MIPS & GP register

Hi LLVM MIPS people,

I've been trying to keep track of the MIPS backend in order to eventually switch to clang/llvm from GCC for building our camera software. We've been using a build at revision 156432 for some time with no problems. I synced up to TOT clang/llvm today (revision 162004) to see if any optimizations had been improved, etc. The build I made with it started crashing cameras immediately. I managed to track it down to the removal of GP from the list of reserved registers in this checkin:

------------------------------------------------------------------------
r156694 | ahatanak | 2012-05-11 20:21:18 -0700 (Fri, 11 May 2012) | 3 lines

Stop reserving register $gp. Do not call isGPFI to check whether a frame object
is the $gp save slot.

Adding Mips::GP back into the reserved register list made everything go back to normal. I'm guessing that GP was removed from the list on purpose, so I don't think my change is necessarily correct, but it did fix our problems. I have attached a patch for reference anyway.

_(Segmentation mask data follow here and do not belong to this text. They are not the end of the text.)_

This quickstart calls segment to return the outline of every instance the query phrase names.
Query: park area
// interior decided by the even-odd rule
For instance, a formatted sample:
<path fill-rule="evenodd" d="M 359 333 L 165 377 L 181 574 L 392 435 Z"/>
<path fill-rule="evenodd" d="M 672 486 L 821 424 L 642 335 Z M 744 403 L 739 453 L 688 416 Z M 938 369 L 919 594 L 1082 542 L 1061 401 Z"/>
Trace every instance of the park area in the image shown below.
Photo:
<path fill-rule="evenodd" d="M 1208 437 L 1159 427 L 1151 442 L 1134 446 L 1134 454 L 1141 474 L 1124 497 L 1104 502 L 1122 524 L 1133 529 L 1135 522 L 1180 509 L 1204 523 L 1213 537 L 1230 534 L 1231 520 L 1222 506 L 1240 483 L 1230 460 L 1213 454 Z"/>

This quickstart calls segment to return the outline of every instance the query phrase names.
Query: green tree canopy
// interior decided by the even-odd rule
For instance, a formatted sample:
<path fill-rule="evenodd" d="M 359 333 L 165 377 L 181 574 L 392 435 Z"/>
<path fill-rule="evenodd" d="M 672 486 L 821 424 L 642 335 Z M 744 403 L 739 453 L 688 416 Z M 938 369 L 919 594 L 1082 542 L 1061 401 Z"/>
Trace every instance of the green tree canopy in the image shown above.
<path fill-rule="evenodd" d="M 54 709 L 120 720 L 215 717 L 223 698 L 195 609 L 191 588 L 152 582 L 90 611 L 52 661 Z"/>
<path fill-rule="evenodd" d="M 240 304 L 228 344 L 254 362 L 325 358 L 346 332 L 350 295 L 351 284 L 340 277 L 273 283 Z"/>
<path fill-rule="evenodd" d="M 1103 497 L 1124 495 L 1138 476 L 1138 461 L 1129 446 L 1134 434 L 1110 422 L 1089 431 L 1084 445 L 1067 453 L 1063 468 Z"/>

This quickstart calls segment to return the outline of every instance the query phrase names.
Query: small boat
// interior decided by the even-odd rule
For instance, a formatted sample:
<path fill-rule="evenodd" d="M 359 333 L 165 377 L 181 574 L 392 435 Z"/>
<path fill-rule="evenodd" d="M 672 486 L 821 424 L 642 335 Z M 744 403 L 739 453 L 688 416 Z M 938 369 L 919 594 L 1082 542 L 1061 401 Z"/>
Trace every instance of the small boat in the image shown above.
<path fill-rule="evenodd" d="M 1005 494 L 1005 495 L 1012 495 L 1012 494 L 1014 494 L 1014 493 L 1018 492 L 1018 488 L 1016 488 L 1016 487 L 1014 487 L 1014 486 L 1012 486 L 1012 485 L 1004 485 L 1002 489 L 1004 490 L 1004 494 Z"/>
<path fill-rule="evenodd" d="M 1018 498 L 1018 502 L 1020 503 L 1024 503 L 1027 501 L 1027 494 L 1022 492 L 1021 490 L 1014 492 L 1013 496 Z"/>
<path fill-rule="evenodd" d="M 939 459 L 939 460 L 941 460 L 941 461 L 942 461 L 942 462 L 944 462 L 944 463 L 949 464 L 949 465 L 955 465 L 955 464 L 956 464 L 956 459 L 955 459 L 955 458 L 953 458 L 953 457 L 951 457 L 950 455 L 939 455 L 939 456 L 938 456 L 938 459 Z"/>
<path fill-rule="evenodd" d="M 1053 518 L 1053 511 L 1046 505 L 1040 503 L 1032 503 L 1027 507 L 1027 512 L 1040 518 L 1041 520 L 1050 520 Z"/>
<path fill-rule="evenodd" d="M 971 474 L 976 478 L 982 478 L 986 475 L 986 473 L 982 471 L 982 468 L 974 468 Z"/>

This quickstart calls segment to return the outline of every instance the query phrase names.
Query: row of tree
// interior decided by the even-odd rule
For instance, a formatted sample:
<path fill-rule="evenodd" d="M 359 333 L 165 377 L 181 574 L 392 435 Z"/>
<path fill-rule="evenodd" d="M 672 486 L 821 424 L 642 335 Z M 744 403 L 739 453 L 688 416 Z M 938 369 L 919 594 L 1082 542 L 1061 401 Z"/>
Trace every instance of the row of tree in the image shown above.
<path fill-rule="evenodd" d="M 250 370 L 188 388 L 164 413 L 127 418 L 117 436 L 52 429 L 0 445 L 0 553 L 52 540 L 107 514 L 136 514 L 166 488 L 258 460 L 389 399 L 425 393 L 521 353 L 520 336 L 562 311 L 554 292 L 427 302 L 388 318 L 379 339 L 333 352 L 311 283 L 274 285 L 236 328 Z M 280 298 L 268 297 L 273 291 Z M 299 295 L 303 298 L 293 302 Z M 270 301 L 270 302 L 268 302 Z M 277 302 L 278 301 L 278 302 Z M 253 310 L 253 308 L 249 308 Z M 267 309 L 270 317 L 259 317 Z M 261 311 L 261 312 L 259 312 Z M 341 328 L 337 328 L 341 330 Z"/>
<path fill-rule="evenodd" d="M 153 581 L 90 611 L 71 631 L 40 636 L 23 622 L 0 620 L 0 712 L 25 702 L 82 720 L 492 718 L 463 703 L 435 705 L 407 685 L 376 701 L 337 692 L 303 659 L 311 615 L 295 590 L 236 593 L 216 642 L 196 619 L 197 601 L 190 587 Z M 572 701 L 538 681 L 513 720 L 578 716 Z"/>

Are there some flags we should be passing to make sure GP doesn't get stomped on? Actually, we generated the list of flags we use without much rhyme or reason, to be honest. Here's what we have and was working (filtered a bit to remove -I, -D, -W flags and sorted out by flag type and in order of what I think matters):

    -march=mips32r2
    -mtune=4kem
    -msoft-float
    -EL

    -Xclang -triple -Xclang mipsel-sde-elf
    -Xclang -mrelocation-model -Xclang static

    -Xclang -mllvm -Xclang -mips-ssection-threshold=0
    -Xclang -mllvm -Xclang -enable-mips-delay-filler

    -Xassembler -G -Xassembler 0 -g

    -funsigned-char
    -fshort-wchar
    -fno-zero-initialized-in-bss
    -fasynchronous-unwind-tables
    -ffunction-sections
    -fdata-sections

    -Oz

Does that stuff looks like it makes sense? A once-over by someone with some expertise would be much appreciated. I also see in the LLVM 3.1 release notes that "MIPS32 little-endian direct object code emission is functional" - does that mean we don't need a supporting GCC installation anymore? What do we do to enable this feature? Would our flags above need to change if we do that?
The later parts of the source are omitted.